Cheryl Bachelder's turnaround of Popeyes Louisiana Kitchen (2007–2017) was textbook servant leadership. She explicitly subordinated executive comfort to franchisee economics, then to team-member development. She wrote it down, made it the strategy, and held senior leaders accountable to it. Stock 6x'd over the decade. Not despite serving — because of it.

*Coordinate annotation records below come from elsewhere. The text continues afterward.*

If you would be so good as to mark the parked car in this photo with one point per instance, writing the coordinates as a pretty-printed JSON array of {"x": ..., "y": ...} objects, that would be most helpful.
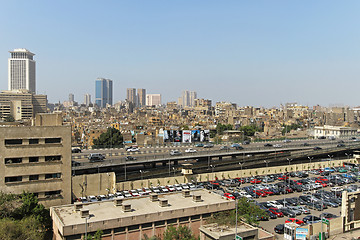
[
  {"x": 279, "y": 228},
  {"x": 96, "y": 157},
  {"x": 76, "y": 150},
  {"x": 175, "y": 153},
  {"x": 190, "y": 150}
]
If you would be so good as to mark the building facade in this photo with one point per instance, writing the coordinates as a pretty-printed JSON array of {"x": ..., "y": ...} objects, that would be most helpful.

Compare the failure mode: a CTO I worked with adopted the language ('I'm here to clear blockers') but kept every architecture decision on his desk. The team disengaged within 18 months. Servant talk over directive systems reads as theatre; teams smell it within a quarter.

Apply on Monday

  • In every 1:1, ask 'what's one thing in your way I can remove this week?' and actually remove it.
  • Block 20% of your calendar for unblocking work — defend it like a board meeting.
  • Send credit upward and outward; absorb criticism downward.
  • Say no to one decision you're in but shouldn't be — return it to the team.
  • Once a quarter, ask each direct: 'are you growing under me? Where am I in your way?'

Common mistakes

  • Mistaking servant for soft — it requires more candor, not less.
  • Doing the work yourself instead of unblocking.
  • Performing service in public, withholding it in private.
  • Avoiding hard accountability conversations in the name of 'serving'.
  • Saying yes to every request — generosity collapses into chaos.
  • Confusing 'serving the team' with 'serving every individual whim'.

Reflection prompts

  1. Whose growth this quarter is genuinely my responsibility?
  2. Where am I still holding decisions I should hand down?
  3. What blocker have I left in place out of convenience?
  4. When did I last say no in a way that served the team?

Takeaways

  • Year-end test: did your people grow under you?
  • Service requires strength, not softness.
  • 20% of your calendar for unblocking is the cheapest leverage you have.
  • Performed service is detected and discounted by teams within a quarter.
Visual summary

Use authority to multiply others. Remove blockers, push decisions down, absorb heat, keep candor high. Service isn't softness.